Question of the week: what do you think of product placement?

Running Wilde's KFC product placement

Product placement is all the rage – well, it is in the US, but it’ll be true of the UK soon. Yes, UK viewers, soon you’ll be able to see all your favourite products displayed prominently in TV programmes in an entirely natural and seamless manner.

There are benefits to advertisers. Unlike commercials, you can’t forward wind through product placement. When the programme gets sold on DVDs, overseas and online, there it still is. Even if someone downloads it illegally and doesn’t watch it on TV, that product placement still gets viewed. That’s why advertisers have to spend so much to place their products in a programme. All that lovely product placement money, in fact, can be enough to spell the difference between survival and cancellation (at least on NBC, where Heroes and Chuck survived purely because of product placement money).

Now some people might find this irritating. They might feel this corrupts the purity of TV’s “artitude”. Others will just find it incredibly distracting, since it’s rarely integrated as well as might be hoped.

So this week’s question is:

What do you think of product placement? Is it a necessary and even acceptable evil? Or is it distracting and irritating?

As always, leave a comment with your answer or a link to your answer on your own blog

  • I’d have to fall on the side of necessary evil in these days of PVR’s and Sky+ for commercial stations. However, more than anything it is yet another reason, if one were needed, why the BBC can remain thankfully free of such crass marketing techniques.

  • Mark Carroll

    Lack of it is one of the reasons I don’t begrudge the BBC their licence fee. Or, er, wouldn’t, were I living in the UK.
    Still, well-integrated, I really wouldn’t mind it. Or, maybe, I don’t, if I didn’t noticed. Then again, some advertisements, I know them well, but can’t usually remember which brand they’re actually pushing.
    DVRs do make a big difference. Especially, as some programmes I like get cancelled, partly, I suspect, because they’re aimed at the sort of demographic who also happens to be DVR-owning, so the advertising money doesn’t sufficiently roll in.
    I’d generally prefer television programmes to make their money more directly though, by people actually paying per episode or something. It’s got to be nearly possible, what with iTunes and suchlike. Forget these indirect routes, just let us decide what shows are really worth.

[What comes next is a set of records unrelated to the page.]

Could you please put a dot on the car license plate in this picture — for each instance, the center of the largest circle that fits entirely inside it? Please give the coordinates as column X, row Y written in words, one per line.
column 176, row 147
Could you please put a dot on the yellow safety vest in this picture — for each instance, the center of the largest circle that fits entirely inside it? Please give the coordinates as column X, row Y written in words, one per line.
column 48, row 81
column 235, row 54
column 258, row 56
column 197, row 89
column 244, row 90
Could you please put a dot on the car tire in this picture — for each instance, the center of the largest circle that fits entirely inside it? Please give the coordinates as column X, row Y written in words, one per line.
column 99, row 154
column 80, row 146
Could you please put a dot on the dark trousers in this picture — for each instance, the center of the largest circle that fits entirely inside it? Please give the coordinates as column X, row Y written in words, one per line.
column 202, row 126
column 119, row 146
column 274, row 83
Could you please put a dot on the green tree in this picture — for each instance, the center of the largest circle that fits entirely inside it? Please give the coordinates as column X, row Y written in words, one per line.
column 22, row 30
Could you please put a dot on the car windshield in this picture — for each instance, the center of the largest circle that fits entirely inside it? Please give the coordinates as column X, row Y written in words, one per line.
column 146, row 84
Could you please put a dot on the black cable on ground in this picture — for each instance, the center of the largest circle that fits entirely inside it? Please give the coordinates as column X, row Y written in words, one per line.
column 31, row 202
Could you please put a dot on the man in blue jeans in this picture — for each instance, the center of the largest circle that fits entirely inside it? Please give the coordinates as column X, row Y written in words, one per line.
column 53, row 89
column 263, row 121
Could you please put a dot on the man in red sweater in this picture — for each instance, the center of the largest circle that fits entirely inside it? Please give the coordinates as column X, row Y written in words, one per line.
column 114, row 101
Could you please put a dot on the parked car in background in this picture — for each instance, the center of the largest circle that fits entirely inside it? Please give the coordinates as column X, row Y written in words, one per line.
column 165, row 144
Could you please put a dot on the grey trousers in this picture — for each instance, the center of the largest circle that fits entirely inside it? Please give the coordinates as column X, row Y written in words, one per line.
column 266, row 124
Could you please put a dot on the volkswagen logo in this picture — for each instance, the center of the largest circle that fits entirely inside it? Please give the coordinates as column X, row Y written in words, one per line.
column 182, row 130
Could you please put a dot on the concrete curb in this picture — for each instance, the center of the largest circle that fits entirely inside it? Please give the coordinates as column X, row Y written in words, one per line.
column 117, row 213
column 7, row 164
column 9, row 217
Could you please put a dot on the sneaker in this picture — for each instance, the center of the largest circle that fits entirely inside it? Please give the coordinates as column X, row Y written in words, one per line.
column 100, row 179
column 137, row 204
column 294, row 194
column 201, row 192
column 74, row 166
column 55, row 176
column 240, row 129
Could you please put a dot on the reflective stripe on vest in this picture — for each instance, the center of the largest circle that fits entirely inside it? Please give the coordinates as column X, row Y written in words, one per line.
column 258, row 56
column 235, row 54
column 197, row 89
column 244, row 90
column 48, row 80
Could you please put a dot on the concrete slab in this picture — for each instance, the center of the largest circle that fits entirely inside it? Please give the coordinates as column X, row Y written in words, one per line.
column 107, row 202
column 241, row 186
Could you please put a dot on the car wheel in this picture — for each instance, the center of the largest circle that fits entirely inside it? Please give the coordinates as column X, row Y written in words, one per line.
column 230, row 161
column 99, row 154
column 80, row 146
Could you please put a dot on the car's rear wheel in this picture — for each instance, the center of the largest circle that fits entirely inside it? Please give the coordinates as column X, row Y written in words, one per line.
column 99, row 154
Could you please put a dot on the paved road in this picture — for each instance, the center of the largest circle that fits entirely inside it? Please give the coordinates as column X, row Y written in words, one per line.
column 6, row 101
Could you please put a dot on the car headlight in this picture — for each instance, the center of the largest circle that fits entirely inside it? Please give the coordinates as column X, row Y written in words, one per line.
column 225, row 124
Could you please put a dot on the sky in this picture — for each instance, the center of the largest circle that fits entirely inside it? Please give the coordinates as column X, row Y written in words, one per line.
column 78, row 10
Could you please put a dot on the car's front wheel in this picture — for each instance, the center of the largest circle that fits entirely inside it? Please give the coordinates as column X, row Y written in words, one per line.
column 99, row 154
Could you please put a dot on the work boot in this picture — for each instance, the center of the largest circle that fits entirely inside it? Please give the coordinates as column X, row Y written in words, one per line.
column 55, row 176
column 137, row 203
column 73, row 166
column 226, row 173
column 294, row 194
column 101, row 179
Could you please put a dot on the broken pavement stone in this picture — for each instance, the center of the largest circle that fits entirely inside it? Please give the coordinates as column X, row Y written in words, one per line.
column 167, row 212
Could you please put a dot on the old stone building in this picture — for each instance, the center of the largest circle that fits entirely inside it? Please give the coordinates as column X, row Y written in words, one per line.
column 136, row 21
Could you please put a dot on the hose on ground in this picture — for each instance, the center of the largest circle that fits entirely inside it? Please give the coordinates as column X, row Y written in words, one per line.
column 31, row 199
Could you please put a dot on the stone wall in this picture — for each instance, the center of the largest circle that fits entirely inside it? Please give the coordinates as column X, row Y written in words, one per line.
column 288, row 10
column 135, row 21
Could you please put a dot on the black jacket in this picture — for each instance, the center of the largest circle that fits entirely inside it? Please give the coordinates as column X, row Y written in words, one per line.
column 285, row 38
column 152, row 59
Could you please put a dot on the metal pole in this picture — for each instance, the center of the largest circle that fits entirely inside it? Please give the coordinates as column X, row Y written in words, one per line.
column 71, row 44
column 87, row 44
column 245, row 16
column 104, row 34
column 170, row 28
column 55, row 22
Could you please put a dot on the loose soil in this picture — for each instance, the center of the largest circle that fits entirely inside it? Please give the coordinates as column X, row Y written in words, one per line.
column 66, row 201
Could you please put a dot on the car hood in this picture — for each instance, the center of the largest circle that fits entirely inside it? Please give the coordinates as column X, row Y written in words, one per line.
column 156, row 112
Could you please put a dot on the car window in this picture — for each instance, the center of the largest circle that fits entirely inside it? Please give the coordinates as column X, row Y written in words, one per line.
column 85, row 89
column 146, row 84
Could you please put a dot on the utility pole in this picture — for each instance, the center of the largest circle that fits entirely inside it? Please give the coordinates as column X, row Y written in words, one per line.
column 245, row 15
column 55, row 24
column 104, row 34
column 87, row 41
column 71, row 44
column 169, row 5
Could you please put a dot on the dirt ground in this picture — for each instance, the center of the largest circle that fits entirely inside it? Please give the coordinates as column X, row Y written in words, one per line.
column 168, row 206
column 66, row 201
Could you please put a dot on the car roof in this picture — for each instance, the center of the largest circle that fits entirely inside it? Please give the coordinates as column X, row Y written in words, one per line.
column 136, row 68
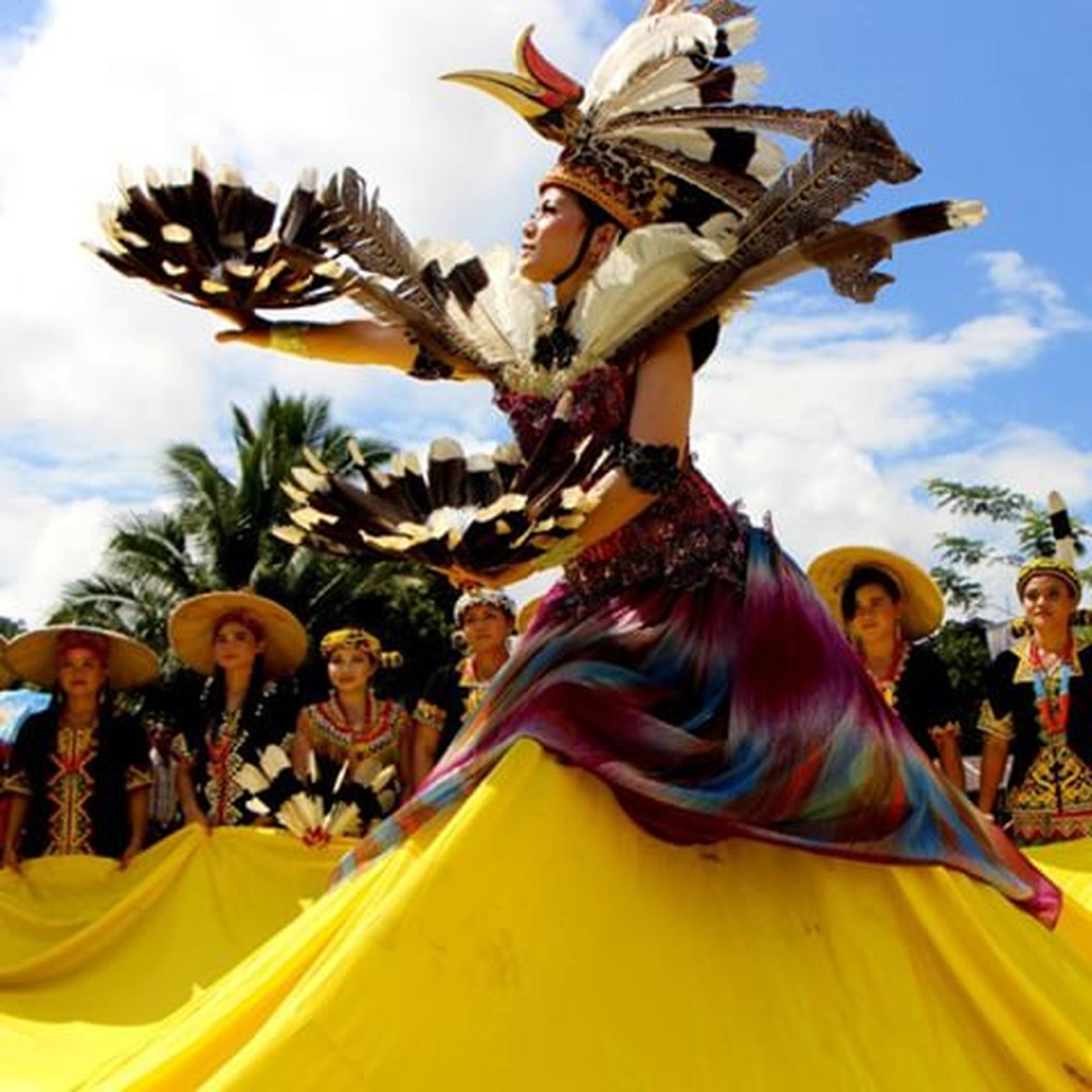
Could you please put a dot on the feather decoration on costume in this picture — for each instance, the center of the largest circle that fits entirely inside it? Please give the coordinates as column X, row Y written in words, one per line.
column 220, row 244
column 299, row 806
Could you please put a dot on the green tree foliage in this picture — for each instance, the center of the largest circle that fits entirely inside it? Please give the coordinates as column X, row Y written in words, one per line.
column 217, row 536
column 1024, row 530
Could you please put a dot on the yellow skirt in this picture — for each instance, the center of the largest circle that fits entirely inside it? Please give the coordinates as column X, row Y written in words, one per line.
column 536, row 940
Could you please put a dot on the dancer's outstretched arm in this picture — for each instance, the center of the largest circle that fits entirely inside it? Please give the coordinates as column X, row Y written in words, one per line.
column 354, row 342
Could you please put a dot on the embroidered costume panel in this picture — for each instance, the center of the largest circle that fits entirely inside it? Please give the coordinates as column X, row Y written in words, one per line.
column 78, row 781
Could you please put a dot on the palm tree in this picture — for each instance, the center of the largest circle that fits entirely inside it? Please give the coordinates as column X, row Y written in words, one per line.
column 218, row 536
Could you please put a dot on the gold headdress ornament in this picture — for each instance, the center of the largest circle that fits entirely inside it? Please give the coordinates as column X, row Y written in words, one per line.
column 356, row 638
column 1064, row 562
column 661, row 136
column 923, row 606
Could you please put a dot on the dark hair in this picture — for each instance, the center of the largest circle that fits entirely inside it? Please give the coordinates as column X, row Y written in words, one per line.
column 862, row 577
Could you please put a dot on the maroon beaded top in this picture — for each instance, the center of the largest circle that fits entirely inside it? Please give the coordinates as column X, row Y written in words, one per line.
column 684, row 540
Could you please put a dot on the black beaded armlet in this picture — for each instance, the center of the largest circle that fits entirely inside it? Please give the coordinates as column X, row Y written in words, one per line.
column 651, row 468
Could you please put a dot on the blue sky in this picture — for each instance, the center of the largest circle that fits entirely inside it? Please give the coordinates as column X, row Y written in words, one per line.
column 972, row 364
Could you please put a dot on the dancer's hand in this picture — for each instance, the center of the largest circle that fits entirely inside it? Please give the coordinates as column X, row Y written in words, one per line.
column 195, row 817
column 131, row 850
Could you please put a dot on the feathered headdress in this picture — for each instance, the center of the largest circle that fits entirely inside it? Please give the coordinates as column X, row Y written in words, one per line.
column 663, row 140
column 355, row 638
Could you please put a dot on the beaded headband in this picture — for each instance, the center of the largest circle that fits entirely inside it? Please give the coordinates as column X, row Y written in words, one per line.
column 356, row 638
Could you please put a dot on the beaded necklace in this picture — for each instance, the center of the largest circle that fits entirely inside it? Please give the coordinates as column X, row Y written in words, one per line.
column 887, row 682
column 1053, row 715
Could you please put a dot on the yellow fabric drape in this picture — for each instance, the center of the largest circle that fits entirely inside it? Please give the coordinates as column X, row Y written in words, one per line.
column 536, row 940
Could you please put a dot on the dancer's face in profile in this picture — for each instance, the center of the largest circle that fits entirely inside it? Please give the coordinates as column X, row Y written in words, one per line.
column 875, row 614
column 350, row 669
column 80, row 673
column 1049, row 602
column 486, row 628
column 552, row 236
column 236, row 647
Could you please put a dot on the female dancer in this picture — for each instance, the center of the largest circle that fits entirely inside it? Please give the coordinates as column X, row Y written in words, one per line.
column 80, row 775
column 485, row 619
column 888, row 605
column 1039, row 707
column 354, row 737
column 245, row 644
column 682, row 659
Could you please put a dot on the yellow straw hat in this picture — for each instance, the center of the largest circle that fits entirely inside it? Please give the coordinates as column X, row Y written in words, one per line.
column 129, row 663
column 192, row 627
column 7, row 675
column 923, row 606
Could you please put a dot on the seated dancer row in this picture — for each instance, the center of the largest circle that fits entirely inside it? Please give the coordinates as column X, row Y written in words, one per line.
column 80, row 774
column 888, row 605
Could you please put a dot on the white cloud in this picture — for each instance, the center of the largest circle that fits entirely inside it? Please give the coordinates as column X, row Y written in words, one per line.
column 829, row 415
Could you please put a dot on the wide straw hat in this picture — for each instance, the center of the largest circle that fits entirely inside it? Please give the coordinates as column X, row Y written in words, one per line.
column 129, row 665
column 192, row 627
column 527, row 616
column 7, row 675
column 923, row 606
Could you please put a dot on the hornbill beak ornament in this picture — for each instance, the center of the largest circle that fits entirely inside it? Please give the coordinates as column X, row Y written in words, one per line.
column 539, row 92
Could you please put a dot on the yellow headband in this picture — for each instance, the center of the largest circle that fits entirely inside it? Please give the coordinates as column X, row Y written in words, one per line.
column 1049, row 567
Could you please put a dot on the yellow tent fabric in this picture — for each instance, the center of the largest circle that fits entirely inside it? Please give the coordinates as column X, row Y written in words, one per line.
column 536, row 940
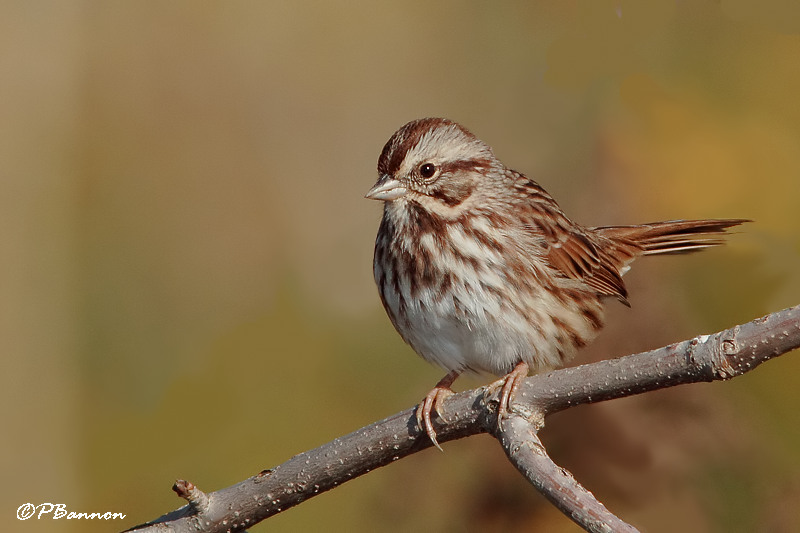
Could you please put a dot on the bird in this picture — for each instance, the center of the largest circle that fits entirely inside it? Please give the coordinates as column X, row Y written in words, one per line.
column 480, row 270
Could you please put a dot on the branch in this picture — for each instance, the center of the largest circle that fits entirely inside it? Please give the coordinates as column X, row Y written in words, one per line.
column 721, row 356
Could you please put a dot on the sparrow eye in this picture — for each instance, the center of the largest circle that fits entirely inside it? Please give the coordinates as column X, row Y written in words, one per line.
column 427, row 170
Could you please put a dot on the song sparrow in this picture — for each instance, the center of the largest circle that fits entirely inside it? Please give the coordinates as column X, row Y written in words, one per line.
column 480, row 270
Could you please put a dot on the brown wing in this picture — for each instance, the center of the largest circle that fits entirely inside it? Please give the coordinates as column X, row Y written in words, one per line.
column 574, row 254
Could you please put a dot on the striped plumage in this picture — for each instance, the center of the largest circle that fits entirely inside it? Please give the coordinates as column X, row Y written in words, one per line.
column 480, row 270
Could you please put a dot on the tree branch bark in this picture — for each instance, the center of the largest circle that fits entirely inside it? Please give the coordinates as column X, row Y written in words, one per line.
column 720, row 356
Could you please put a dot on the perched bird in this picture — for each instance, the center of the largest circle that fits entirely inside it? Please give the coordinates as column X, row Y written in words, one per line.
column 480, row 270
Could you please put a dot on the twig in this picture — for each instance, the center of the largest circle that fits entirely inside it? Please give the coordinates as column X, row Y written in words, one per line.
column 705, row 358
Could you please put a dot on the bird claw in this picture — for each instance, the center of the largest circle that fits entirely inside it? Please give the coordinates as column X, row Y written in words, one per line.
column 432, row 403
column 509, row 385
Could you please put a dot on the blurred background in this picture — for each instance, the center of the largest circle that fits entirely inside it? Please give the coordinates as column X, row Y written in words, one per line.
column 186, row 269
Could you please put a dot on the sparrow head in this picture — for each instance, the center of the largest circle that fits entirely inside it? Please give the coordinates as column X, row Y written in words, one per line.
column 431, row 159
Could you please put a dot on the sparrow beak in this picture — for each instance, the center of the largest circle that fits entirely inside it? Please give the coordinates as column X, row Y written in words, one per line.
column 387, row 189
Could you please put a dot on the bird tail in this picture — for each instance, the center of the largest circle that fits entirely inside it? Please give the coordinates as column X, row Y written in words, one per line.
column 671, row 237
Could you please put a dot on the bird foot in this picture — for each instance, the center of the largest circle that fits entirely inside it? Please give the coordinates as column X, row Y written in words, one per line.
column 432, row 402
column 508, row 387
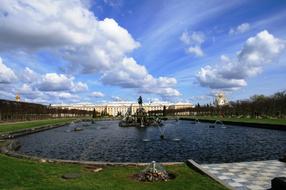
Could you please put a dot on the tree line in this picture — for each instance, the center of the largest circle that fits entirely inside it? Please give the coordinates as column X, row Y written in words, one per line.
column 257, row 106
column 17, row 111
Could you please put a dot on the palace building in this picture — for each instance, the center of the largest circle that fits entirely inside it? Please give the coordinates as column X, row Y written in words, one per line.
column 121, row 108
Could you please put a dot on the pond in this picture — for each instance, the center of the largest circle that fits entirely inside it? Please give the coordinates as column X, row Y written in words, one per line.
column 106, row 141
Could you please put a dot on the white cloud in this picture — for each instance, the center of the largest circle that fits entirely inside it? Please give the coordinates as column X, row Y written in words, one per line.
column 136, row 76
column 29, row 75
column 89, row 44
column 6, row 74
column 112, row 3
column 240, row 29
column 97, row 94
column 117, row 99
column 194, row 42
column 60, row 82
column 258, row 51
column 196, row 50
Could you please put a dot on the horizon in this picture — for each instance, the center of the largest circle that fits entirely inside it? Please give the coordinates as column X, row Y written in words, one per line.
column 115, row 50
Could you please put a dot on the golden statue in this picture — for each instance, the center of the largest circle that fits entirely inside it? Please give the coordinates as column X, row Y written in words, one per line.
column 18, row 98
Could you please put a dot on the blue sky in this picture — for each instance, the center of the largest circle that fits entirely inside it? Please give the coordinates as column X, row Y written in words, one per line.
column 164, row 50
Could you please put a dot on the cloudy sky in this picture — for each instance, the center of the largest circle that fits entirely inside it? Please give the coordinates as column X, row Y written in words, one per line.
column 67, row 51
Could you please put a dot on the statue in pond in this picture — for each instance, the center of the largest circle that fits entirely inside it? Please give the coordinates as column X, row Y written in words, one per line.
column 140, row 101
column 140, row 118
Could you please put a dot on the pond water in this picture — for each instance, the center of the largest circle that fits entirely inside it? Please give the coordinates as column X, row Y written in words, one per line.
column 106, row 141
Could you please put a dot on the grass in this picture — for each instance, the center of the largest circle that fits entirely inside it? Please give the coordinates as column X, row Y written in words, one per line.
column 11, row 127
column 26, row 174
column 246, row 120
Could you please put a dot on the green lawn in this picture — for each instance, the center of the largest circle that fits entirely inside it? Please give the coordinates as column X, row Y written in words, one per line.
column 25, row 174
column 10, row 127
column 247, row 120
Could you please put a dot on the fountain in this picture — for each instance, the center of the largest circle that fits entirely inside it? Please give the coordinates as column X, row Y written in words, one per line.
column 217, row 122
column 154, row 172
column 176, row 138
column 140, row 118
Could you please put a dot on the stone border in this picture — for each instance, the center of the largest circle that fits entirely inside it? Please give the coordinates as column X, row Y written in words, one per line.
column 192, row 164
column 10, row 145
column 28, row 131
column 244, row 124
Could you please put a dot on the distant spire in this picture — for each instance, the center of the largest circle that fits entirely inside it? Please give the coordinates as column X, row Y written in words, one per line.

  • Serendipiteevee! I just posted a few thoughts on this trend at Inner Toob and then came over here to find you did the same….

  • bob

    It works well in Mad Men. And I can live with it in Chuck (recent joke in Coup d’etat about Subway was actually good). But what about that scene in Being Erica where Julianne got a new car and they spent a few minutes talking about it and showing off its features? It was basically an infomercial. Just terrible.

  • I don’t know what else happens in that particular storyline, but I would have set up that shot to suggest the Last Supper…..

  • MediumRob

    30 Rock does it well:

  • Best product placement?
    ANTI-product placement – I give you Repo Man, designed to heighten your awareness of all other product placement.
    I’m not fussed really: I was initially irked by programmes being sponsored/promoted by a product (Morse by Guinness????) but it mostly either sails past me or I just giggle at how obvious it is.